Delicate lyricism is offset by a fierce thesis.

2.
Then time shall be no more.

This line, which comprises the entire second section of the poem, is a double allusion. James Joyce was paraphrasing the Bible in “Portrait of an Artist as a Young Man,” when he wrote, “Time is, time was, time shall be no more”. The meaning is that we are out of time, that time has run out. The narrator is in the present, when time is no more, and there is opportunity only for recollection and synthesis, in poetry. One day soon (if not already), the poet says, his father will be no more. And then, so shall time—his chance for change, for making amends to his son—all of these, will be no more.

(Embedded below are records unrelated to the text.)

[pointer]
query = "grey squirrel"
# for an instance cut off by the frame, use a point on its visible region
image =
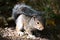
(28, 20)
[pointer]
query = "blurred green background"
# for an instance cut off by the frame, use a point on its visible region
(50, 7)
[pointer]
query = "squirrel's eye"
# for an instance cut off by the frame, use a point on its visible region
(37, 22)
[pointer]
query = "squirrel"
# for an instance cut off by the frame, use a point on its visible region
(28, 24)
(26, 18)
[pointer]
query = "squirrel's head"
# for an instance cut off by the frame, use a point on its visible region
(37, 23)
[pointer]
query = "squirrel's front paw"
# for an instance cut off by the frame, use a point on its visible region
(20, 33)
(31, 36)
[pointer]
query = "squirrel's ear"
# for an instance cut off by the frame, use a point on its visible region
(34, 17)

I don’t think its a coincidence that the shape of the poem on the page is lean, like a column or a narrow pillar, and its language so simple. Neither its form nor its content convey abundance or excess of emotion. Though the themes of art are universal, we look to art –to stories and novels and poetry and movies– to bring those themes home, to situate ourselves in these investigations into life’s emotional truths, because art is the apotheosis of individual, human experience.  Art does not rationalize. Pure art possesses and projects pure emotion, and when we hear  from the son in this poem, who remembers sitting at his father’s feet as a boy, at the piano, listening to the longing in Mozart’s music, while filled with a longing of his own, we understand fathers and sons everywhere.  In Mozart’s greatness and in his death, we see the figure of the father.  Yet both are only human, and both are tragic, their creations fragile, left to fend for themselves. Mozart’s sonata does not live and breathe in the pianist’s hand in the way he wishes it to. It is the same with the child he created. Like shadows, they touch without meeting, they inhabit the same spaces, but without speaking and celebrating their bond.  In the end, they are tied to each other by the the very gulf of sadness that divides them.